An inescapable sense of hopelessness permeates through the entire slum community, a world from which there is no way out. For Accattone specifically, the topic of his death recurs throughout the film: he takes on a bet that he won’t drown swimming the Tevere after eating a huge meal, he jokes about what his tombstone will read, and even puts up with his friends jeering that he should go and kill himself. In a moment of desperation, having tried a day of hard manual labor, he shouts, “Either the world kills me or I kill it,” rejecting a system that, for him, has become unlivable.
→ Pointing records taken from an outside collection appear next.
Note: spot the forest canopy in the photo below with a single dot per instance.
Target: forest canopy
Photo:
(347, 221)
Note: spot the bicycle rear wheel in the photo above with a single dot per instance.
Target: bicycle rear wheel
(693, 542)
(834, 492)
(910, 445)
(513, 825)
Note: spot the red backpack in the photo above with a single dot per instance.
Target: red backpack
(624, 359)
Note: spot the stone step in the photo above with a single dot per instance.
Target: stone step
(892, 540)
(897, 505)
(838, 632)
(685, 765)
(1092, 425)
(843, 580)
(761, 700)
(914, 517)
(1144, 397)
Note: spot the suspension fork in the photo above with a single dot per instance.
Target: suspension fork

Through the brutal landscape painted by Pasolini, the world is so hopeless and bleak that death is the only escape from the sense of captivity. This unbreaking tension is visually conveyed through two memorable long shots like bookends of Accattone’s women: one with him following Ascenza, begging her to take him back, and another of him with Stella, as he irrationally berates her actions, for giving into the prostitution role he set her up for. These lengthy shots are held constant, unblinking, forcing us to sit with the tension as he first pleads with his ex-wife, and later tears into his new girlfriend. The camera, our point of view, and these two women are each trapped on this long road ahead with Accattone.

As awful as he often is, through his personal treatment of women, and his structural role in their exploitation, he is not without sympathy either. When seeing his estranged wife and children, he is genuinely disappointed with how life turned out, and his absent relationship with his son Iaio. As he says goodbye to Iaio, in an act of desperation, he gently removes the gold chain from his son’s neck, needing money for food. Through Franco Citti’s complex performance, of an often hot-headed, brash young man, in this moment he looks sick with himself and how low he’s become.
If anything, the complicated picture of life in the slums, and of Accattone as our “protagonist,” even challenges the typical narrative structure, with a void of redemption and no real journey of growth. Accattone is an antihero, in maybe the most “anti” sense of the term, but grappling with his surroundings, and the lack of support structure around him, how else could he have turned out? Finding happiness, success, love, all fall secondary to the primal, desperate, need for basic survival, even if that equates to a life of isolation and prolonging the inevitable doom.